In Steven Spielberg’s seminal 1977 motion picture Close Encounters of the Third Kind, the character Roy Neary (played by Richard Dreyfuss) is overtaken by an uncontrollable urge to construct an imaginary landscape in his lounge room after witnessing flying objects late at night. He embarks on what appears to be an unreasonable adventure in order to seek out the origin of this landscape where believes he will meet the UFO’s again and associated aliens. This act of creative madness that consumes him also destroys his relationship with his wife and children. This overwhelming compulsion and focus to make art is familiar to many artists and the movie resonates in its portrayal of a kind of creative genius walking the thin line between truth and insanity.
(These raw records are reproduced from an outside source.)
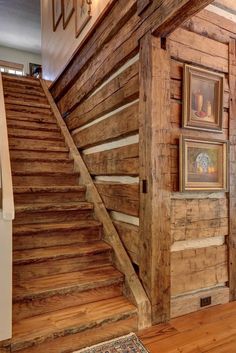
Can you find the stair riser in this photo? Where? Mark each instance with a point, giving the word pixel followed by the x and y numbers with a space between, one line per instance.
pixel 34 134
pixel 53 267
pixel 42 180
pixel 24 97
pixel 90 336
pixel 52 216
pixel 53 197
pixel 37 156
pixel 28 308
pixel 30 125
pixel 31 117
pixel 33 144
pixel 18 89
pixel 23 242
pixel 27 109
pixel 42 167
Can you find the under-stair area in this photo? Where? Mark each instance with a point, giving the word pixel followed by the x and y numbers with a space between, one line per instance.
pixel 66 292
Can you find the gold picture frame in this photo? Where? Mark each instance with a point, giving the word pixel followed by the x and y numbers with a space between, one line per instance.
pixel 203 164
pixel 68 7
pixel 56 13
pixel 83 14
pixel 203 94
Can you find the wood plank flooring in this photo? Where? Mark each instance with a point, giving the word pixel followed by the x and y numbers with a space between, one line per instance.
pixel 211 330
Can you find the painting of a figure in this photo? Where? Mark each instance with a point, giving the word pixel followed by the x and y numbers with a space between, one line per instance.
pixel 203 99
pixel 67 10
pixel 204 164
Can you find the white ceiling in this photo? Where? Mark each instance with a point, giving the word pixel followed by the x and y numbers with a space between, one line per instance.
pixel 20 25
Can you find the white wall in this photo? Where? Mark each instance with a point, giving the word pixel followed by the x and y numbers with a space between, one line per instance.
pixel 58 47
pixel 19 57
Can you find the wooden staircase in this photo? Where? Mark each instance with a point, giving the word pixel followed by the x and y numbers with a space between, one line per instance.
pixel 66 292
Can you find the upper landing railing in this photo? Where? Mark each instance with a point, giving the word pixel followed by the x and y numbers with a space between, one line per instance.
pixel 7 214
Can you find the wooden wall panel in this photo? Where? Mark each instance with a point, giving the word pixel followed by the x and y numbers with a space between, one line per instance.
pixel 199 218
pixel 120 197
pixel 117 161
pixel 121 90
pixel 119 125
pixel 198 269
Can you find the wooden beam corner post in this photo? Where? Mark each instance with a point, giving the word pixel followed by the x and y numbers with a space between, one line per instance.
pixel 155 203
pixel 232 170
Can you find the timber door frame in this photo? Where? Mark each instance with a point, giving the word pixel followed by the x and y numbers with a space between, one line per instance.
pixel 154 150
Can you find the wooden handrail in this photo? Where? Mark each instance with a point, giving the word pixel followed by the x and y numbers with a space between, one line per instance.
pixel 7 205
pixel 7 213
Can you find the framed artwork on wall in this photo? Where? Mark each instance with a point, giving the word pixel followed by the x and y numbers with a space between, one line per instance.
pixel 203 94
pixel 203 164
pixel 56 13
pixel 83 13
pixel 68 7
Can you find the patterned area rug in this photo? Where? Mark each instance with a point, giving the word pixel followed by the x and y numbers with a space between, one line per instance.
pixel 124 344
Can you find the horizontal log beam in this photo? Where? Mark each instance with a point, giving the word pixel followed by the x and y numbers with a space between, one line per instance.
pixel 170 14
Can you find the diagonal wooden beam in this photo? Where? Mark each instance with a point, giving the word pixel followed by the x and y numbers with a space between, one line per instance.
pixel 167 15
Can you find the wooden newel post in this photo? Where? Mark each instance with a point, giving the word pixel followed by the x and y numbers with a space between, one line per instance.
pixel 155 175
pixel 232 195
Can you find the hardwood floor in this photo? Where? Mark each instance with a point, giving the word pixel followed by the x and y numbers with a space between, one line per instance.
pixel 211 330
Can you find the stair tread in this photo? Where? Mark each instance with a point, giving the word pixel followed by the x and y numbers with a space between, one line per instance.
pixel 48 227
pixel 67 206
pixel 82 280
pixel 71 320
pixel 59 252
pixel 48 189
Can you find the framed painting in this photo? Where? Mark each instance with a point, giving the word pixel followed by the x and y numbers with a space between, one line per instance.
pixel 68 7
pixel 203 164
pixel 203 93
pixel 83 14
pixel 56 13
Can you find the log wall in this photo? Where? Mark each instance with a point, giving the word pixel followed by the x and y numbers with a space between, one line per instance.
pixel 98 94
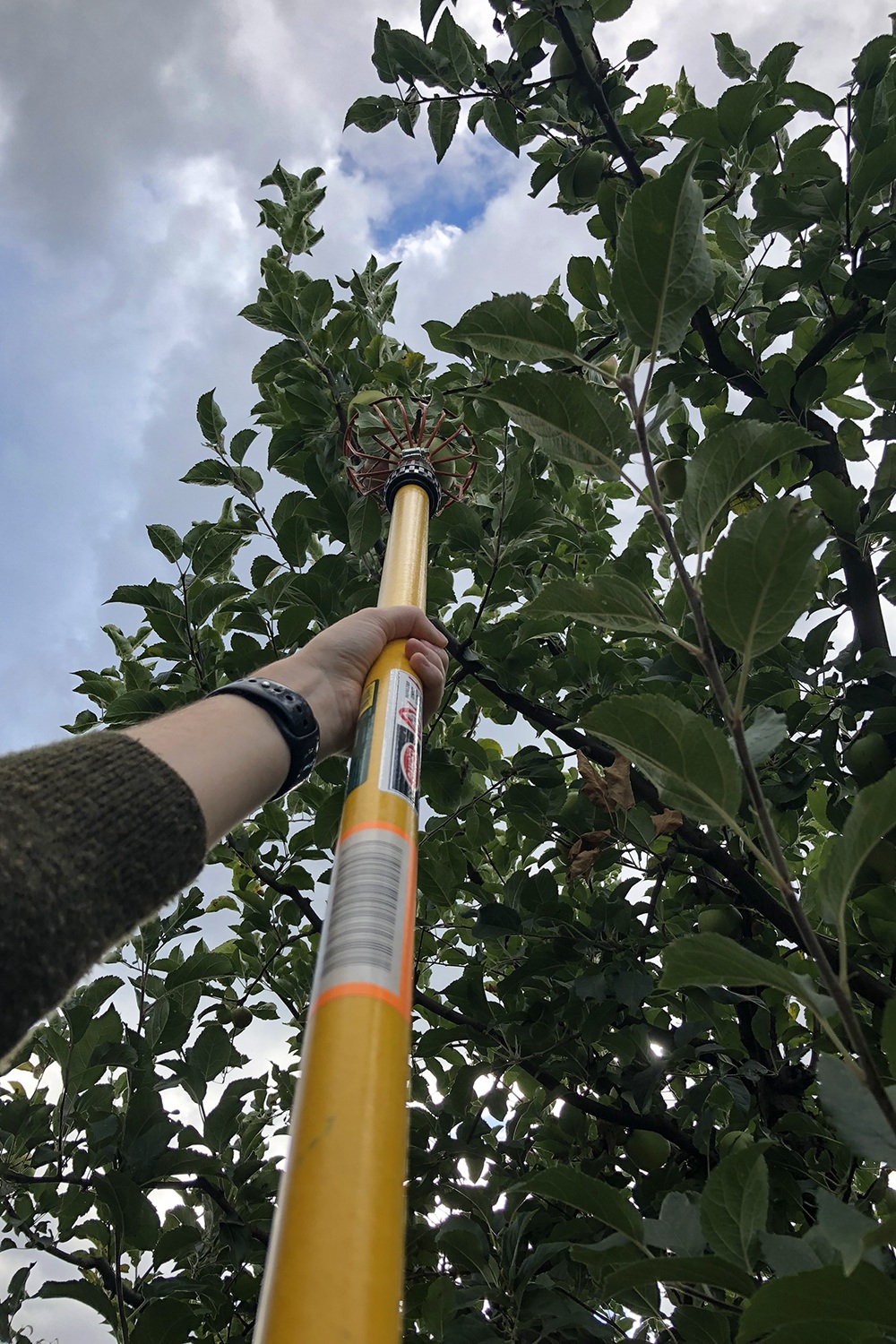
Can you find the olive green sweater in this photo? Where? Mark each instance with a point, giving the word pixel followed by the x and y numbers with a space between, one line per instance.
pixel 96 833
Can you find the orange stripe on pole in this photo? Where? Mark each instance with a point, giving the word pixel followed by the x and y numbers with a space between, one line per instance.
pixel 336 1263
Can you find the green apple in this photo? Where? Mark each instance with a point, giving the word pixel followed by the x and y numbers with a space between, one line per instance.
pixel 562 62
pixel 723 919
pixel 868 758
pixel 648 1150
pixel 672 478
It can only be concluded that the drive to uncover something that has subjective, critical and cultural value is fraught with risk. Matthew Hunt’s latest exhibition The Armature continues his research into the dynamism between the individual and the wider community. The broad and subjective trajectory that Hunt maps out is the signature of his work. Hunt moves between personal references, moments and story telling and wider cultural and historical ideas. Hunt never forgets that he is making Art within a global continuum and that he must then become just another part of an historical framework. In this exhibition he explores what appears to be a persistent case of Pareidolia (the phenomena of faces appearing everywhere). Speaking in a recent interview Hunt gave a glimpse into his fractured subjective and historic narrative "It started as a suspicion; a sixth sense; a gut feeling. Nothing I could put my finger on per se, but it unnerved me. It was like the feeling of being followed, and this grew into the feeling that there was always a presence with me."
"My children play a game where I searched for them while they hid just outside my vision. They became a shadow. In time I became aware there was more than just the children behind me. Was I being haunted? Was this a poltergeist or poltergeists? Was this my Mother from the dead? Or was I just losing touch with reality? I started painting, loosely, without intent."
"I let my eyes look backwards to capture a glimpse of my visitors. My periphery became my focus. I started to examine my archive of images - looking for clues and associations to lead me out. I let the forms go free, the representations surface; I waited for a de-abstraction. Meanwhile I constantly watched the clock looking for missing time."
"I asked my cousin who I know had seen a UFO out on the Brand Highway near Eneabba to paint me a picture of the event. I asked my Uncle David about the meteorite impact site he took me to when I was a kid. I had the shock of Sigmar Polke dying. (I still hadn’t found my own meteor). I started to look for fulgurites in sand dunes. I became very interested in Lourdes and other miracle sites, collecting everything I could. I broke into the Lascaux Caves looking for evidence. I found where Uri Geller was living in Portugal and tried to make contact with him. By coincidence I kept meeting people who had known Joseph Beuys. And I came across Hector Jandany’s paintings. Then Mike Kelly died. I began to see everything as reflective and conceived my art objects could also be reflective so as to capture something that is maybe not here in the light. Everything was touching me on my shoulder, then lost in the past."
The Armature marks a struggle between Hunt and Art. Hunt’s work over the last few years has concentrated on a very direct form of art production by paring things down to basic materials; paper, pencil, paint, in order to locate a purity or essence of what it is to be human. Hunt’s work searches for simple forms because everything else is so complex. Yet within this framework Hunt has been forgoing the obvious path towards formalism and beauty. Hunt believes that the collision of all these elements does not necessitate Art that people like. Hunt likes this because then, just maybe, there is another form or dialogue to be discovered.